Tseng received a master's degree in broadcast journalism from Boston University. When she started her career as a criminal reporter for United Daily News and then TVBS in 2005, an Apple Daily series report described her as "the reporter in underwear" because she once posted for Modern Girl, a Taiwanese retailer of women's lingerie. The series report badly hurt her credibility and eventually resulted her moving to United States in 2006 to rebuild her career.

==List of Works==

===non-fictions===
- zúy ǐ dào ( No Trivial Matter – The Journal of a US Correspondent) (2011)
- Báiyún dù shān (Dr. Matthew Y.C. Lin, A Biography)(2018)
- Měiguó dú xiě jiàoyù jiào wǒmen de liù jiàn shì (Six lessons from American literacy education for Chinese classroom)(2018)
- dú xiě jiàoyù liù gè xuéxí xiànchǎng (Six Scenes of Literacy Education in America Observed by a Chinese Journalist)(2020)
- jiàoyǎng: Jìzhě māmā de cōngmíng jiàoyǎng tí'àn (Digital Literacy: Smart Parenting Guide from a Journalist Mom)(2022)
- jì chuāngshāng: Ràng shānghài dào wǒ wéizhǐ (Intergenerational Trauma: Let the Hurt Stop With Me)(2025)

===children's books===
- Nà nián de shǔjià (Summer Days with A-Fu) (2014)
- Xiǎo hóng de zhǔbō mèng (Xiao-Hong Becomes An Anchorwoman) (2015)
- Kējì lì yǔ chuàngxīn lì (Israel: Technology and Innovation) (2020)
- chū kēxué lì: Yòng huìběn xué STEAM sùyǎng (Playful Science: Use Picture Books to Learn STEAM Literacy)(2022)

===short stories===
- Pàng māo (The Fat Cat)(2012)
- Wǒ de zhìyuàn (When I Grow Up)(2013)

==Work against breastfeeding discrimination==
Tseng left KSCI and joined World Journal in 2012 when KSCI filed bankruptcy. She gave birth one year after joining World Journal and then returned to work in September, 2013 after a 3-month-long maternity leave. According to Tseng's personal blog, World Journal refused to accommodate her breastfeeding needs and she was forced to pump her breast milk in a bathroom stall, and was harassed by colleagues for attempting to wash pumping accessories in the office kitchen. Later on 21 October 2013, World Journal published a controversial article that allegedly discriminate breastfeeding women. Titled "Breastfeeding photos embarrass Chinese-American to death, the article cited anonymous resources, labeled breastfeeding photos as "R-rated-photos," described those photos as "disturbing" and "disgusting." The article received strong reaction among Chinese American community and the Taiwanese Breastfeeding Association launched a protection against World Journal. Media Watch criticized that the report was "misleading" and "biased." In November 2013, Legal Aid Society-Employment Law Center submitted a lawyer's letter to World Journal on behavior of Tseng, asking for a policy change to protect breastfeeding women. These incidents eventually resulted in Tseng's separation from World Journal.
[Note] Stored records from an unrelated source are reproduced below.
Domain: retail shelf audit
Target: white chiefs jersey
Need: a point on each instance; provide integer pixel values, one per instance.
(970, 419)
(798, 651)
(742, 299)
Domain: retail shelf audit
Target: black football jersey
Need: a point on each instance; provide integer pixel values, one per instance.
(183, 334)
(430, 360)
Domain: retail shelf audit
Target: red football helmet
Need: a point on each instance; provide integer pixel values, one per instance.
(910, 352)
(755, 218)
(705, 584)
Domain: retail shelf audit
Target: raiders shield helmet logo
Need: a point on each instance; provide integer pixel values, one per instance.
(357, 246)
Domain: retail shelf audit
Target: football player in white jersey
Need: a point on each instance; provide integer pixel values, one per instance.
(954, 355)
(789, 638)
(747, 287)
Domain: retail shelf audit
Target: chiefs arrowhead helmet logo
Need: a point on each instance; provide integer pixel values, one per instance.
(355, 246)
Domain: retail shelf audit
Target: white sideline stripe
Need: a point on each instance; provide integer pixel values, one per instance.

On 25 August 2014, World Journal agreed to pay for the damage. Tseng has ever since dedicated her career to advocating for family-friendly policy and gender equity at the workplace, blogging about breastfeeding as a human right and speaking out about breastfeeding barriers in Asian-American communities and beyond. Tseng has been actively working with San Diego County Breastfeeding Coalition and BreastfeedLA. She also regularly contributes to MomsRising.org.
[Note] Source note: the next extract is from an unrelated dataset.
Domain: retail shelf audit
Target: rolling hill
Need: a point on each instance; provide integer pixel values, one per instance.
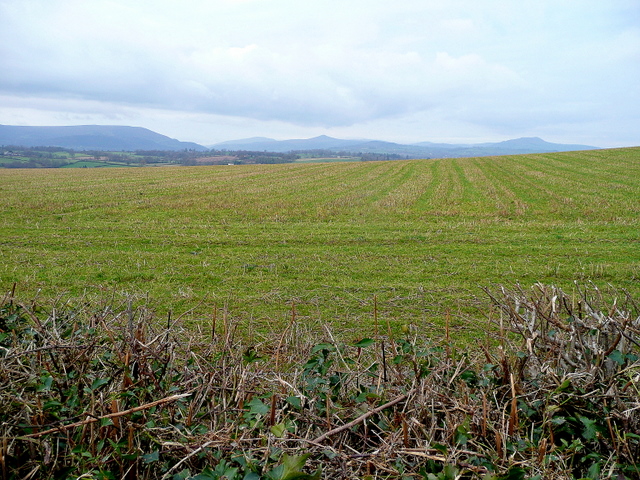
(92, 137)
(417, 150)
In 2017, Tseng co-founded Asian American Breastfeeding Taskforce. In 2018, she received HealthConnect One Foundation's Birth Equity Leader Academy Community Project Award. In 2019, she was recognized by US Breastfeeding Committee as the Emerging Leader of the year. In 2020, an Asian breastfeeding photo voice project she led won California Breastfeeding Coalition's Golden Nugget Award for "excellence in reducing a key barrier to breastfeeding social norm." She co-founded National AANHPI Breastfeeding Week in 2021.